From 6f3ec6b833238e3221510e4ce445a46ddc5a145f Mon Sep 17 00:00:00 2001
From: Jordan Olshevski <jveski@users.noreply.github.com>
Date: Fri, 1 Nov 2024 14:19:04 -0500
Subject: [PATCH] Retry batched resource slice writes more aggressively (#240)

It doesn't make sense to wait the full batch interval before retrying
errors since it's unlikely that the full cost of the request was paid by
apiserver if it returned an error. Essentially, the value of the batch
interval is reducing load at the cost of latency.

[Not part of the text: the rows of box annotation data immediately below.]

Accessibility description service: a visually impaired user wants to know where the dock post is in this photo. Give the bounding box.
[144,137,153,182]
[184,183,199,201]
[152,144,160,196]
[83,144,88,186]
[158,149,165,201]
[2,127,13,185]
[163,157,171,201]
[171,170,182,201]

But in most cases
where apiserver returns an error we don't get the benefit of reduced
load, only the cost of high latency.

We can improve tail latency by just using reasonable exponential backoff
for the first few retries, then falling back to the batch interval after
that for safety. Since the write buffer forget items on success the
backoff logic only applies to errors, not requeues caused by changes
enqueued concurrent with the last batch.

Also adds some tooling to help uncover issues like this in the future -
optional error injection at the client level.

---------

Co-authored-by: Jordan Olshevski <joolshev@microsoft.com>
---
 internal/flowcontrol/writebuffer.go      | 44 +++++++++++++-
 internal/flowcontrol/writebuffer_test.go | 23 +++++++
 internal/manager/manager.go              | 76 ++++++++++++++++++++++++
 3 files changed, 142 insertions(+), 1 deletion(-)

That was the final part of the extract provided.